Robert Dickson. Crédit : Cédéric Michaud

En 1978, l’artiste Daniel Bédard, aujourd’hui directeur artistique de La Nuit sur l’étang, invite Robert Dickson et Pierre Germain à monter sur les planches à l’auditorium du Collège Cambrian avec la poète Sharon P. Whidden (Sharon Bontinen) en première partie dans une Cuisine de la poésie, dont les échos capturés en enregistrement ouvrent cette chronique.

Quelques années plus tard, en 1985, M. Bédard embarque dans ce grand projet poétique que devenait alors La Cuisine de la poésie. Sous l’égide des Éditions Prise de parole, il participe dans la réalisation de « La Cuisine de la poésie présente : Robert Dickson », un enregistrement parmi plusieurs autres qui allait capturer la poésie de M Dickson, Pierre Germain, Patrice Desbiens, Michel Vallières et Jean-Marc Dalpé, ces « discours émotifs » qui parlent « de la difficulté et de la joie de vivre dans le Nouvel-Ontario ».

Mais, tout doucement au fil des décennies, le souvenir de La Cuisine de la poésie se dorait de nostalgie. La poésie qui nourrissait autrefois les âmes allait se faire attendre. 

L’impératif de la renaissance

À la veille du 50e anniversaire de La Nuit sur l’étang, La Cuisine de la poésie renaîtra avec la poète Chloé Laduchesse et la musicienne Darlene Raven, étoiles montantes du Nouvel-Ontario. Party de cuisine, happening effervescent et mouvement poétique, La Cuisine de la poésie s’offre en promesse à la relève du Nouvel-Ontario.

« C’est là que les bons esprits se rencontrent », souligne Mme Raven, imbue de la tradition multilingue de La Cuisine de la poésie. « En tant qu’anglophone, je suis impressionnée par la façon dont la communauté francophone continue de nourrir un monde artistique florissant, progressiste et inclusif. Cela me donne un sentiment d’appartenance au-delà des barrières linguistiques. »

Mme Laduchesse, quant à elle, souhaiterait pouvoir lancer un souhait dans l’univers afin de créer plus d’espace pour la poésie – comme ceux qui, autrefois, mettaient pleins feux sur la création dans les party de cuisine.

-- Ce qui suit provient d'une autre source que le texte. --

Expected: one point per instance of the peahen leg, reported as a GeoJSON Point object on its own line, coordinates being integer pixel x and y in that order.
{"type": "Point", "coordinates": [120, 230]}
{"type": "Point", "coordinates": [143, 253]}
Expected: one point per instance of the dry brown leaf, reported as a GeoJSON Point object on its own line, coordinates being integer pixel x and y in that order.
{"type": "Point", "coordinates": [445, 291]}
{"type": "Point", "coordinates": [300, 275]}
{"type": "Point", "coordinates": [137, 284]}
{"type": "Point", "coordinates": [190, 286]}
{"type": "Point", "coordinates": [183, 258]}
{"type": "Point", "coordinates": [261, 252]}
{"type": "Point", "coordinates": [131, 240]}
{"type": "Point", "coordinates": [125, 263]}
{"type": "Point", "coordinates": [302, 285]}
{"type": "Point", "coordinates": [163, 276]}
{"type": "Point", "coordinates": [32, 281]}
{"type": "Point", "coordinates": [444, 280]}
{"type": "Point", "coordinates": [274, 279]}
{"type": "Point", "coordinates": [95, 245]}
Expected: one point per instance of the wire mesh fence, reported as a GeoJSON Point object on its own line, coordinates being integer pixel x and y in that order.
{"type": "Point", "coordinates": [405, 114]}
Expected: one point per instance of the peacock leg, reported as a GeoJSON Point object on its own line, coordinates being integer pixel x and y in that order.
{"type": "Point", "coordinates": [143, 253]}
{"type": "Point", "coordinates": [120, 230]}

Chloé Laduchesse. Archives ONFR+

« Les gens doivent eux aussi cuisiner de la poésie », souligne Mme Laduchesse. « Toute œuvre et surtout la littérature est conversation. La création doit s’inspirer d’un vivre-ensemble – La Nuit sur l’étang fait de la place pour ça. »

« Désormais, je me nourris à la cuisine de la poésie », proclamait autrefois Robert Dickson.

Tout comme à La Cuisine de la poésie des sages du Nouvel-Ontario, la relève fera mijoter ses mots, nous gavant de beat et de vers, nous enivrant de notre beau joual vert, nous nourrissant de leur poésie.

Les opinions exprimées dans cet article n’engagent que leurs auteur(e)s et ne sauraient refléter la position d’ONFR+ et du Groupe Média TFO.